Member of the Minnesota House of Representatives from the 52B district
- In office January 3, 2017 – January 7, 2019
- Preceded by: Joe Atkins
- Succeeded by: Ruth Richardson

Personal details
- Born: February 17, 1965 (age 61)
- Party: Republican Party of Minnesota
- Spouse: Kevin
- Education: Adelphi University Saint Mary's University of Minnesota
- Occupation: consultant

= Regina Barr =

American politician

Regina Barr (born February 17, 1965) is an American politician and former member of the Minnesota House of Representatives. A member of the Republican Party of Minnesota, she represented District 52B in the southeastern Twin Cities metropolitan area.

== Early life, education, and career ==
Barr was born on February 17, 1965. She was raised by a single mother of four children. Barr attended Adelphi University, graduating with a Bachelor of Business Administration in finance and later a Master of Business Administration in marketing. She also attended Saint Mary's University of Minnesota, graduating with a Master of Arts in human development.

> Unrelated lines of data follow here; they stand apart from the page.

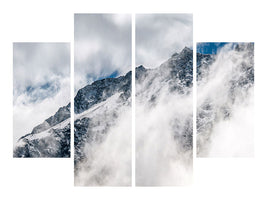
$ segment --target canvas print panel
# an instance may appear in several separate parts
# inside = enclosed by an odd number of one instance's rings
[[[254,152],[254,44],[197,44],[197,156]]]
[[[70,157],[69,43],[13,44],[13,156]]]
[[[192,181],[191,14],[136,15],[136,185]]]
[[[75,14],[76,186],[131,185],[131,15]]]

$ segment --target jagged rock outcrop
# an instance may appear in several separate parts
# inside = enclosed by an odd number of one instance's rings
[[[77,92],[74,98],[76,114],[88,110],[93,105],[107,100],[115,93],[123,93],[121,98],[128,99],[131,95],[131,72],[118,78],[106,78],[93,82]]]

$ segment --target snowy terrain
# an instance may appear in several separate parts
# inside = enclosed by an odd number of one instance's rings
[[[70,104],[21,137],[14,157],[70,157]]]

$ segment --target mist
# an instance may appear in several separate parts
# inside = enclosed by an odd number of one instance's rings
[[[175,59],[147,69],[145,78],[136,83],[137,186],[188,185],[192,181],[192,88],[170,77],[168,69]],[[173,86],[179,89],[170,90]]]
[[[192,96],[164,95],[148,109],[136,104],[136,184],[138,186],[186,185],[191,182],[192,152],[174,137],[173,125],[192,121]],[[176,120],[178,121],[176,121]]]
[[[131,113],[131,106],[121,104],[115,94],[76,116],[92,119],[87,130],[91,138],[81,148],[86,159],[75,166],[76,186],[131,185]]]

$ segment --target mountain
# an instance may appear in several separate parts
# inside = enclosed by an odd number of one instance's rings
[[[189,184],[193,158],[193,51],[136,68],[136,184]]]
[[[138,91],[152,91],[151,88],[164,88],[166,83],[170,92],[184,93],[192,87],[193,81],[193,51],[185,47],[179,54],[174,53],[171,58],[154,69],[145,69],[142,65],[136,68],[136,83],[146,82],[146,85]],[[139,88],[138,88],[139,89]],[[154,95],[157,92],[155,92]],[[153,97],[152,97],[153,98]]]
[[[80,89],[74,99],[75,112],[75,161],[80,160],[83,141],[100,140],[114,120],[105,121],[99,117],[106,114],[116,118],[119,109],[105,108],[107,102],[118,103],[118,106],[130,104],[131,71],[118,78],[106,78],[93,82]],[[97,110],[97,111],[95,111]],[[101,111],[101,112],[100,112]],[[99,114],[97,112],[100,112]],[[87,116],[85,113],[89,113]],[[93,113],[93,119],[90,114]],[[93,126],[91,123],[104,124],[97,135],[86,135]],[[96,126],[96,125],[95,125]],[[93,139],[93,137],[96,137]],[[70,157],[70,104],[59,108],[55,115],[33,128],[32,132],[21,137],[14,149],[14,157]]]
[[[175,108],[175,104],[179,104],[178,98],[187,97],[192,93],[192,86],[193,51],[188,47],[180,53],[174,53],[157,68],[146,69],[143,66],[136,68],[136,101],[139,104],[146,104],[149,108],[160,104],[162,98],[173,96]],[[189,102],[191,100],[189,99]],[[167,100],[165,103],[169,102],[170,100]],[[183,146],[183,150],[191,150],[193,113],[183,116],[183,120],[178,119],[179,113],[176,114],[177,117],[173,117],[170,121],[170,124],[173,124],[173,137],[179,141],[179,146]]]
[[[176,157],[190,169],[193,51],[185,47],[156,68],[136,67],[135,80],[136,109],[143,105],[146,110],[141,116],[137,113],[136,117],[142,118],[162,108],[163,112],[166,110],[162,113],[166,119],[164,123],[162,120],[156,124],[143,121],[136,125],[139,128],[166,126],[168,131],[147,130],[158,140],[154,145],[163,148],[163,153],[167,150],[163,157],[167,160],[162,163],[168,164]],[[97,80],[78,90],[74,98],[75,185],[131,185],[131,142],[134,142],[131,141],[131,88],[130,71],[117,78]],[[173,105],[172,108],[169,105]],[[137,145],[143,143],[139,142],[139,136],[150,140],[138,130],[136,135]],[[161,143],[166,138],[170,141]],[[174,148],[169,151],[166,145]],[[153,149],[150,145],[145,146],[148,152]],[[154,155],[157,154],[151,152],[149,157]],[[70,157],[70,104],[21,137],[15,146],[14,157]]]
[[[154,109],[167,92],[173,97],[177,94],[182,98],[189,97],[189,101],[185,101],[192,106],[191,49],[186,47],[173,54],[159,67],[147,69],[141,65],[135,71],[136,103]],[[74,99],[75,185],[131,185],[131,117],[125,117],[125,113],[131,113],[131,78],[132,74],[128,72],[118,78],[96,81],[78,91]],[[188,154],[185,160],[190,163],[192,110],[182,116],[175,115],[177,111],[169,121],[170,136],[176,144],[175,155],[182,157],[178,151]],[[128,122],[126,127],[123,120]],[[145,122],[142,126],[146,126]]]

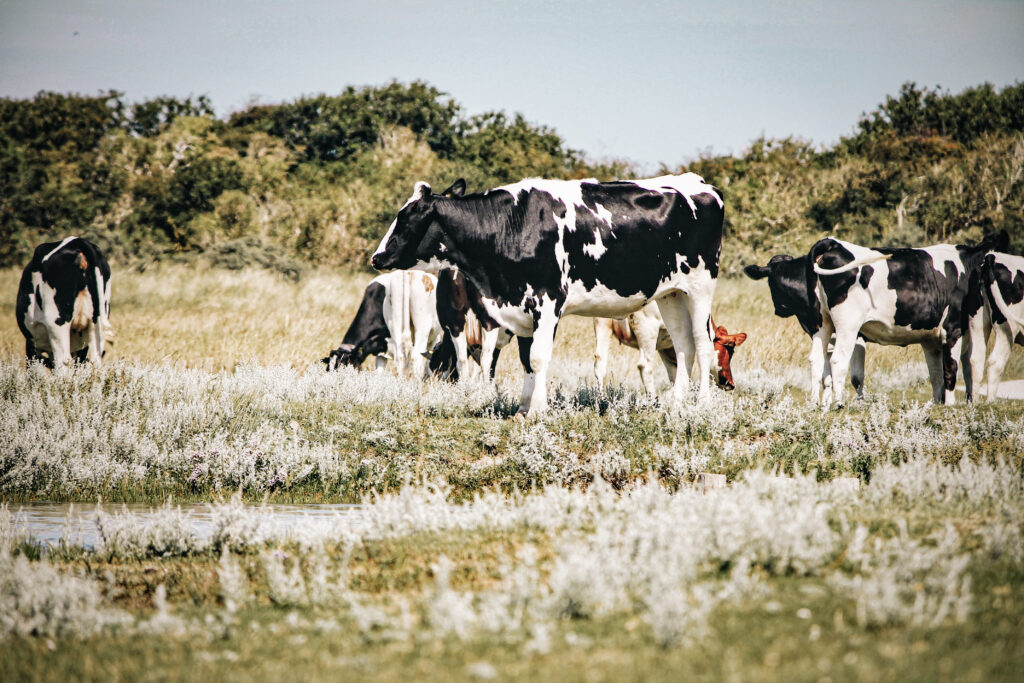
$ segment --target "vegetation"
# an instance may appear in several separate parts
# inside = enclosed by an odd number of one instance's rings
[[[324,372],[366,279],[121,272],[104,366],[63,375],[24,367],[0,302],[0,677],[1009,680],[1024,663],[1020,402],[933,407],[916,349],[872,347],[867,398],[822,413],[802,332],[739,279],[716,298],[750,333],[735,392],[668,410],[616,347],[599,395],[590,321],[568,318],[552,410],[520,424],[511,351],[497,389]],[[703,492],[702,471],[729,485]],[[96,544],[19,522],[99,497]],[[206,533],[192,501],[214,503]],[[361,507],[280,525],[263,501]]]
[[[726,191],[726,269],[825,232],[1019,249],[1021,92],[908,85],[833,149],[695,161]],[[806,337],[737,278],[715,300],[749,334],[736,391],[671,409],[624,347],[594,390],[582,318],[528,423],[514,350],[496,386],[324,372],[368,280],[350,266],[414,180],[630,171],[421,83],[227,120],[0,101],[0,679],[1016,680],[1024,407],[932,406],[916,348],[869,348],[866,398],[822,412]],[[122,265],[115,342],[100,368],[26,368],[21,260],[70,232]],[[100,499],[94,544],[19,516]],[[285,525],[263,502],[359,507]]]
[[[727,274],[825,234],[921,244],[1005,228],[1019,251],[1022,110],[1024,84],[950,94],[908,83],[832,148],[758,139],[738,156],[663,170],[725,190]],[[418,81],[253,104],[226,119],[203,97],[42,92],[0,100],[0,265],[80,234],[141,266],[226,248],[293,274],[296,261],[364,267],[416,180],[462,176],[475,190],[635,172],[587,160],[521,114],[467,116]]]

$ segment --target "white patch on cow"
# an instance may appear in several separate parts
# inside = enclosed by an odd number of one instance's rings
[[[398,213],[402,213],[402,209],[404,209],[405,207],[409,206],[413,202],[415,202],[415,201],[417,201],[419,199],[422,199],[424,194],[430,194],[430,185],[428,185],[427,183],[423,182],[422,180],[419,180],[413,186],[412,196],[405,200],[405,204],[402,204],[402,208],[398,210]],[[386,233],[384,233],[384,239],[382,239],[380,241],[380,244],[377,246],[377,251],[373,252],[374,256],[376,256],[377,254],[383,253],[384,249],[388,246],[388,240],[390,240],[391,236],[395,234],[395,226],[396,225],[398,225],[398,218],[397,218],[397,216],[396,216],[395,220],[391,221],[391,225],[388,226],[388,231]]]
[[[600,233],[596,234],[596,238],[597,241],[593,244],[583,245],[583,253],[593,258],[595,261],[601,258],[604,253],[608,251],[608,247],[604,246],[604,242],[601,240]]]
[[[921,251],[927,252],[932,257],[932,267],[940,275],[946,274],[946,262],[952,261],[958,276],[964,274],[964,264],[960,261],[960,252],[952,244],[936,244],[924,247]]]
[[[592,289],[587,289],[579,280],[570,280],[562,306],[562,315],[623,318],[641,308],[647,301],[642,292],[624,297],[601,282],[596,282]]]
[[[603,207],[600,204],[594,204],[594,215],[597,219],[602,221],[609,228],[612,227],[612,212]],[[604,256],[604,253],[608,251],[608,247],[604,245],[604,239],[601,237],[601,230],[594,230],[594,243],[587,244],[583,247],[583,253],[590,256],[595,261]]]
[[[406,202],[406,204],[408,205],[408,202]],[[395,234],[395,226],[396,225],[398,225],[398,219],[397,218],[395,220],[391,221],[391,225],[388,226],[388,231],[386,233],[384,233],[384,239],[382,239],[380,241],[380,244],[377,245],[377,251],[373,252],[374,256],[376,256],[377,254],[383,254],[384,253],[384,249],[388,246],[388,242],[391,240],[391,236]]]
[[[70,242],[71,240],[77,240],[77,239],[78,239],[78,238],[77,238],[77,237],[75,237],[74,235],[72,235],[71,237],[65,237],[65,238],[64,238],[64,241],[63,241],[63,242],[61,242],[61,243],[60,243],[60,244],[58,244],[58,245],[57,245],[56,247],[54,247],[53,249],[51,249],[51,250],[50,250],[50,253],[49,253],[49,254],[47,254],[46,256],[44,256],[44,257],[43,257],[43,261],[42,261],[42,262],[44,262],[44,263],[45,263],[45,262],[46,262],[46,259],[50,258],[50,257],[51,257],[51,256],[53,256],[54,254],[56,254],[56,253],[57,253],[58,251],[60,251],[61,249],[63,249],[63,248],[64,248],[64,245],[65,245],[65,244],[67,244],[67,243],[68,243],[68,242]]]
[[[645,190],[651,190],[653,192],[665,192],[666,190],[678,192],[685,199],[686,203],[690,205],[690,210],[693,212],[693,217],[697,217],[697,204],[693,201],[693,197],[698,194],[709,194],[715,198],[718,202],[718,206],[723,206],[722,198],[718,192],[711,185],[704,182],[704,179],[696,173],[683,173],[682,175],[663,175],[657,178],[642,178],[639,180],[631,180],[631,183],[637,187],[642,187]]]

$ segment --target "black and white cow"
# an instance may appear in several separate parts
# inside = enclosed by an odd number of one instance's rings
[[[387,282],[390,278],[390,274],[378,275],[366,286],[359,310],[345,331],[341,345],[321,359],[328,370],[335,370],[341,365],[358,368],[370,356],[377,357],[378,370],[387,365],[390,335],[384,320],[384,297],[387,295]]]
[[[808,280],[807,255],[789,256],[778,254],[764,266],[749,265],[743,272],[752,280],[768,278],[768,291],[775,306],[775,315],[780,318],[795,317],[807,336],[814,337],[821,329],[821,312],[813,298],[816,277]],[[857,335],[857,342],[850,357],[850,383],[858,396],[864,395],[864,337]],[[831,353],[826,348],[825,364],[822,368],[822,382],[825,385],[823,400],[831,402],[832,374],[829,366]]]
[[[979,280],[995,332],[985,390],[988,400],[994,401],[1013,345],[1024,345],[1024,257],[987,254]]]
[[[479,311],[479,313],[477,313]],[[480,293],[458,269],[444,268],[437,275],[437,320],[444,336],[430,358],[433,374],[457,380],[469,376],[468,359],[480,366],[484,378],[494,379],[498,353],[512,333],[493,320],[486,322]]]
[[[1008,241],[1004,231],[974,247],[869,249],[831,237],[811,247],[808,280],[817,278],[814,293],[822,314],[811,349],[812,399],[818,398],[825,347],[834,331],[833,402],[843,400],[858,332],[878,344],[920,344],[936,403],[953,403],[959,358],[971,400],[973,378],[981,379],[985,352],[984,339],[972,340],[970,332],[983,307],[980,299],[975,303],[969,298],[969,284],[985,254],[1005,250]]]
[[[359,367],[367,356],[376,355],[381,369],[390,356],[398,374],[421,379],[441,335],[436,289],[437,277],[430,273],[399,271],[374,278],[341,346],[321,362],[328,370],[339,364]]]
[[[107,259],[81,237],[40,244],[21,274],[16,315],[29,361],[99,364],[110,335]]]
[[[561,316],[621,318],[653,300],[677,354],[696,353],[704,395],[723,215],[718,191],[693,173],[612,183],[530,179],[461,197],[420,182],[371,264],[463,272],[488,317],[520,338],[521,412],[547,407]],[[687,373],[677,373],[673,400],[688,386]]]

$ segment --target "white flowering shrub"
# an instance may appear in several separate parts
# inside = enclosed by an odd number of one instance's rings
[[[934,541],[910,538],[903,520],[899,534],[888,540],[868,540],[861,527],[847,548],[853,575],[836,573],[830,582],[854,601],[862,626],[963,622],[973,597],[967,573],[971,555],[961,549],[952,525]]]
[[[0,638],[87,638],[132,621],[106,604],[95,581],[0,550]]]

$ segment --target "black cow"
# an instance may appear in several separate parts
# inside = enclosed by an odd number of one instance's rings
[[[843,379],[858,333],[878,344],[920,344],[936,403],[953,403],[960,358],[971,400],[985,344],[971,332],[978,327],[976,316],[983,315],[983,306],[980,298],[969,296],[970,281],[977,278],[985,254],[1005,250],[1008,242],[1003,231],[974,247],[869,249],[832,237],[811,247],[806,272],[808,281],[817,278],[814,296],[822,314],[811,349],[812,397],[817,399],[825,345],[834,331],[830,365],[835,403],[843,400]]]
[[[444,334],[430,356],[430,371],[434,375],[453,381],[465,377],[468,359],[472,357],[484,378],[494,379],[498,353],[511,340],[512,333],[486,316],[480,293],[465,275],[454,268],[438,273],[437,320]]]
[[[723,216],[718,191],[692,173],[613,183],[530,179],[451,197],[421,182],[371,264],[463,272],[488,318],[520,337],[521,412],[547,407],[561,316],[621,318],[654,300],[677,354],[692,361],[696,353],[705,395]],[[688,385],[678,373],[673,400]]]
[[[384,320],[384,296],[387,294],[387,280],[390,276],[375,277],[363,292],[363,300],[356,311],[356,317],[348,326],[341,346],[331,351],[321,362],[328,370],[340,365],[358,368],[369,356],[377,356],[377,368],[387,365],[384,355],[388,350],[388,326]]]
[[[16,315],[29,361],[99,364],[112,336],[110,266],[99,247],[81,237],[36,247],[21,274]]]
[[[821,313],[816,302],[812,300],[817,278],[807,277],[807,256],[792,257],[786,254],[772,256],[768,265],[749,265],[743,272],[752,280],[768,278],[768,291],[772,295],[775,315],[780,318],[795,317],[807,336],[814,337],[821,329]],[[826,349],[827,351],[827,349]],[[864,337],[858,335],[857,343],[850,358],[850,383],[858,396],[864,395]],[[826,402],[830,400],[832,375],[829,367],[830,353],[826,354],[825,366],[822,369],[822,381],[825,384]]]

Barr founded Red Ladder, a corporate consulting and executive coaching firm, in 2003. She has served on the boards of the Breast Cancer Education Association and Minnesota Excellence in Public Service.

Barr has announced her intention to challenge one-term incumbent DFL congresswoman Angie Craig in Minnesota's 2nd congressional district for the upcoming 2020 House of Representatives election.

== Minnesota House of Representatives ==
Barr was first elected to the Minnesota House of Representatives in 2016.

== Personal life ==
Barr and her husband, Kevin, reside in Inver Grove Heights, Minnesota.